9 thoughts on “Meninism: Where Are All the Dudes?

  1. More men like you, to better achieve this goal…
    Men who want to be feminists do not need to be given a space in feminism. They need to take the space they have in society & make it feminist.
    – Kelley Temple

  2. To be truthful, though, you’re quite right – men who purport to support feminism often seem to make out that women are better than men, which is just an inversion of prejudice. People are people – that’s all there is.

    Just for clarity, incidentally, what do you mean by the bearded sex?
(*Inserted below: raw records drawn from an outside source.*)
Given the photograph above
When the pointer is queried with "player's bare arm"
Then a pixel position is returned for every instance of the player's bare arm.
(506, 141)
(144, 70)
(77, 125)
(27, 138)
Is that men or just women who don’t shave “down there”?

  3. Three really obvious reasons there aren’t more men:

    1. ‘there’s only so much understanding a man can bring to the table before his lack of an ovary or two is going to leave him lagging’

    2. ‘So, sure, there are aspects of being a man in 2012 that are pretty rubbish that women don’t have to deal with, but it’s all pretty small beans in comparison.’

    3. ‘Whilst claiming to have women’s interests at the forefront of their actions, they – as the article explains – believe themselves to be superior to your average FHM reader, hoping to attract the attention of women primarily to show that nice guys don’t always finish last.’

    If, as a supposedly uncontroversial axiom of feminism, you believe that men have nothing to contribute, nothing to gain, and are solely out to have sex with women, you’re not going to get many thoughtful contributions.

  4. Feminists have no public opposition or debating partners because they viciously bully and attack anyone who dares, and have for decades created strawmen for themselves to assail.

    Men are innately afraid of groups of angry women. That said, the internet has educated many of us, and our silence belies our convictions and belief outside of the feminist dominated establishment media/academia.